Se aspas devem ser usadas contra algum tipo de pretenso especialista,
ficariam reservadas para aqueles autores que se arvoram a dizer o que
bem entendem sobre educação e, pior, com grande aceitação por parte dos
professores. Não me cabe citar nomes, mesmo porque algum tipo de serviço
motivacional esses autores oferecem. São auto-ajudistas. Assim como
Paulo Coelho fez milhares de leitores brasileiros entrarem numa livraria
pela primeira vez na vida, assim também muitos professores encontram
nessas leituras de fácil digestão receitas e frases de estímulo para o
seu cotidiano.
Espaço para o educacionista
Alimento que não encontram quando lêem textos de autores sérios,
pesquisadores universitários brasileiros ou estrangeiros,
verdadeiramente especialistas em educação, pedagogos, filósofos,
sociólogos ou psicólogos, cuja linguagem lhes parece hermética:
"epistemologia apriorista", "angústia simbolizada", "o imperativo
categórico da instância escolar" etc.
Tanto o auto-ajudista quanto o hermético mais atrapalham do que ajudam. O primeiro oferece paliativos. O segundo, afasta.
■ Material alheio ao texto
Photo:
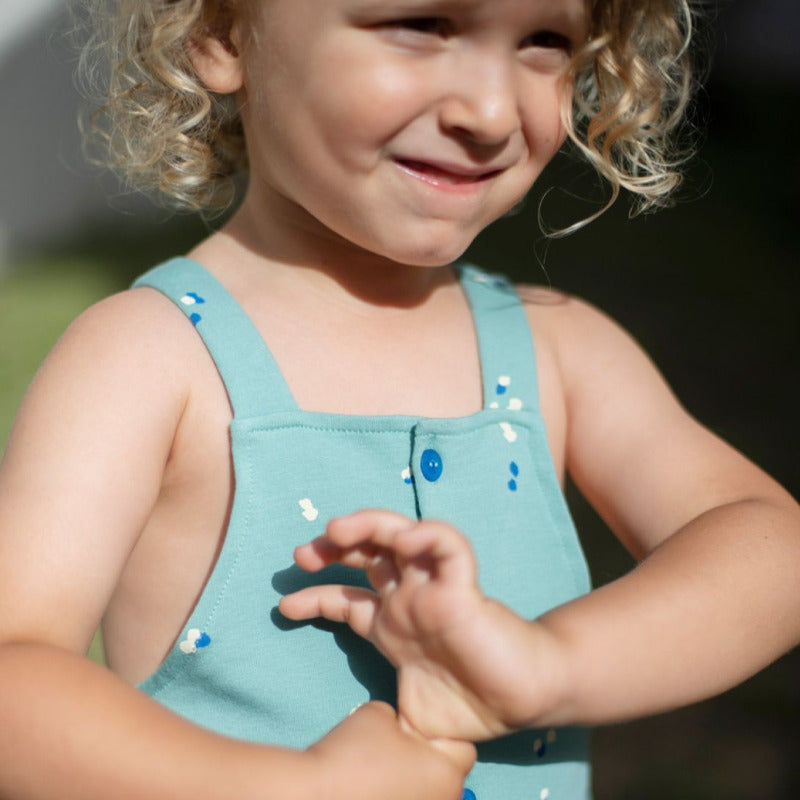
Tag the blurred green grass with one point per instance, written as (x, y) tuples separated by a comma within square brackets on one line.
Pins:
[(38, 300)]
O desejável seria encontrar especialistas que reunissem as melhores
características dos modelos mencionados nos parágrafos anteriores.
Um especialista com formação acadêmica que soubesse comunicar-se com o
professor brasileiro. Sejamos realistas: a nossa formação inicial não
permite a muitos docentes discutirem de maneira sofisticada... e talvez
isso nem seja tão necessário. A melhor virtude do profissional do ensino
é a sua dedicação e muitas vezes ele se deixa desvalorizar pelo poder
público porque recebe algum tipo de remuneração afetiva no âmbito da sua
comunidade.
Que o especialista especial não desprezasse os dados que a economia e
a estatística nos entregam, contanto que saiba relativizá-los, dando à
experiência prática um destaque que incomoda, e muito, os que vivem
longe, bem longe, sonhando com a sala de aula finlandesa.
Que o educacionista, para usarmos uma palavra que o senador Cristovam
Buarque gosta de repetir, seja um especialista realista e obtenha mais
espaço na mídia. Quem sabe, até mesmo em alguma página da revista Veja.